Fineco: ecco 3 motivi per cui ti possono chiudere il conto corrente

Alcuni mesi fa, qui su Tecnoandroid, abbiamo parlato di come le banche potrebbero non poter più decidere di chiudere un conto corrente con recesso unilaterale. Probabilmente non è ancora entrato in vigore questo provvedimento visto che diversi clienti della Banca Fineco si trovano nella situazione opposta.

In sostanza alcuni correntisti si sono visti recapitare tramite raccomandata o PEC una “Proposta di modifica unilaterale di contratto ai sensi dell’art. 118 del decreto legislativo n. 385/93“. Che poi tanto proposta non è visto che Fineco chiuderà i loro conti per ben 3 motivi che vi elenchiamo.

 

Sono 3 i motivi per cui Fineco vi sta chiudendo il conto

I motivi scatenanti questa decisione sono 3. In realtà per Fineco quello principale pare essere uno solo: le giacenze stagnanti di importi superiori a 100mila euro. Per la Banca queste sono solo spese vive. Da qui gli altri 2 motivi che hanno spinto questo Istituto di Credito a prendere l’iniziativa nei confronti di alcuni suoi clienti.

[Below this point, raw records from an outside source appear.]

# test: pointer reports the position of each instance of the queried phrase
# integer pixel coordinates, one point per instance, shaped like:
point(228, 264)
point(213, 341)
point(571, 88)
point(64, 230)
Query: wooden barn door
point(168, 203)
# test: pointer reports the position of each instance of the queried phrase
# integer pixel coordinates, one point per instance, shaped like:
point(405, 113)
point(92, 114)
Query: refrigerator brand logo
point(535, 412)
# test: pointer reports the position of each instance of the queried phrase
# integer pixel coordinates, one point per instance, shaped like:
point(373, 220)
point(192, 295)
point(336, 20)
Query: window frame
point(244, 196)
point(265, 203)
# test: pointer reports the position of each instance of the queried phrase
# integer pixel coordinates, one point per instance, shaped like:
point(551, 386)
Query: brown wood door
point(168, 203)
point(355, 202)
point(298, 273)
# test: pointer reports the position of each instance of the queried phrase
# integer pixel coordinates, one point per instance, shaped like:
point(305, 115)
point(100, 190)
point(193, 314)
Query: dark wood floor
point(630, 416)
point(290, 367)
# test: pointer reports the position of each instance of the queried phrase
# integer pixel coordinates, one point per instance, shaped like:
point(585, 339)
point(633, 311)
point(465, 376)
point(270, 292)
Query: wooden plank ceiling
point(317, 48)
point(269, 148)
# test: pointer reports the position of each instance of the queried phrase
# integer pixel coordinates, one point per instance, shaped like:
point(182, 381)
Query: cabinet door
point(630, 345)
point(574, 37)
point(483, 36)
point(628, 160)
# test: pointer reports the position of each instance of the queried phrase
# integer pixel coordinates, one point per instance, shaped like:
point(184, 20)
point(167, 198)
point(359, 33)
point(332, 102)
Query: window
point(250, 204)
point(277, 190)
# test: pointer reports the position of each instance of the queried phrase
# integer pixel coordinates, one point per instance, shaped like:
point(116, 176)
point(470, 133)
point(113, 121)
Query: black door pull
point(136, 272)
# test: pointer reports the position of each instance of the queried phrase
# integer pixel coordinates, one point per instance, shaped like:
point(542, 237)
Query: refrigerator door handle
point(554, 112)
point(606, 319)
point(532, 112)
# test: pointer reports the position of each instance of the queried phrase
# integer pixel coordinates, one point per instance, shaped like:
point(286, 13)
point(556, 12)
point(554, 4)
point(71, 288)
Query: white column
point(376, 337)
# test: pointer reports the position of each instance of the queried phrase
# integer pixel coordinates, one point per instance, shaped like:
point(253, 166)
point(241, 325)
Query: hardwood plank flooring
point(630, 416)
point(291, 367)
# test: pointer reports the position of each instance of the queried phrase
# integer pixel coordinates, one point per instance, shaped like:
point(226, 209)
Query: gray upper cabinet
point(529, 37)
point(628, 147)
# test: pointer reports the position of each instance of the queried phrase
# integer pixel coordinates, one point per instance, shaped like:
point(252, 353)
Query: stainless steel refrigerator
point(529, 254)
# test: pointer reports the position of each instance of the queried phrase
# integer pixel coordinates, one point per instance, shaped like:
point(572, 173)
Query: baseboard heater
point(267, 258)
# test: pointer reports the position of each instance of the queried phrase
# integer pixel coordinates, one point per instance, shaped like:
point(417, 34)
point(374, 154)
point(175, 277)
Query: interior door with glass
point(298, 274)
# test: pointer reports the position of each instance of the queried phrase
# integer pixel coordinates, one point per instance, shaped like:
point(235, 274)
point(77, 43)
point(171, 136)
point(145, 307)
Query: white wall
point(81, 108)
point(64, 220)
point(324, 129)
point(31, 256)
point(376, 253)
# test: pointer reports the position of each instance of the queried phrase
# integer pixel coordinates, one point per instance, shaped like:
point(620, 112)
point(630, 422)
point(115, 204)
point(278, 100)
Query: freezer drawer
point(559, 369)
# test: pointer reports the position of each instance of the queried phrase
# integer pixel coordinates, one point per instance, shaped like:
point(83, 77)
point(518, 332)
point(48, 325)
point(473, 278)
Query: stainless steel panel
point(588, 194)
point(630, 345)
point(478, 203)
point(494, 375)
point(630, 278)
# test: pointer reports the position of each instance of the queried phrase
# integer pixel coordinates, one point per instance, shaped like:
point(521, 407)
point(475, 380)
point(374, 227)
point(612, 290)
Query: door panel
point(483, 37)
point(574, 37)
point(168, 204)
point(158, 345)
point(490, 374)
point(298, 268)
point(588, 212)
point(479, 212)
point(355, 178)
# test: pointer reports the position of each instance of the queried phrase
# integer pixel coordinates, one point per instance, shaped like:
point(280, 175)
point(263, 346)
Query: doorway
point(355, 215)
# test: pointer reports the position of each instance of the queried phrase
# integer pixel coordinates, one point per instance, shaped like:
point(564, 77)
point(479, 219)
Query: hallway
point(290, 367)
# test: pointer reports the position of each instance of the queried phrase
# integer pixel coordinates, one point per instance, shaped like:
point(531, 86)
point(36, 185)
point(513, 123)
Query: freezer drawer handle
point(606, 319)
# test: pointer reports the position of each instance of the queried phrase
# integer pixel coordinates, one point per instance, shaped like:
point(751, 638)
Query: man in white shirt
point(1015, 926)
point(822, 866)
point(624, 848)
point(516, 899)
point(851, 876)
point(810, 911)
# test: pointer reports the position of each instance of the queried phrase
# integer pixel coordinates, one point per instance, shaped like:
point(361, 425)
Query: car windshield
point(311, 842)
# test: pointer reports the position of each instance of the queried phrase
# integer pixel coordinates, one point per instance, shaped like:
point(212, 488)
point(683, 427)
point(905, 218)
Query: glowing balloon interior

  1. Chi ha 100mila euro o più in giacenza sul conto;
  2. I clienti che non hanno attivato nessuna forma di finanziamento o che non l’hanno mai utilizzata. Fa eccezione la carta di credito;
  3. Nessuna forma di investimento attiva.

Quindi Alessandro Foti, amministratore delegato di Fineco, eserciterà il diritto della Banca di recedere ai contratti in essere che rispondo in modo affermativo a uno dei tre punti soprammenzionati.

Ovviamente tale comunicazione arriverà almeno due mesi prima della risoluzione, così che il correntista possa trovare un’alternativa a Fineco. Ovviamente qualsiasi avviso venga recapitato non deve assolutamente essere ignorato. Soprattutto il consiglio è quello di andare a rivedere quelli già inviati nei giorni scorsi perché potrebbe essere sfuggito a qualcuno.

 

La chiusura di questi conti è volontà della BCE

Pare però che non sia sola iniziativa di Fineco quella di chiudere questi conti correnti. Infatti, come indicato dalla Banca nella comunicazione, è stata proprio la BCE ad adottare queste nuove indicazioni per spingere nella direzione di una ripresa economica veloce. Insomma la moneta deve girare affinché possa essere stimolata l’economia.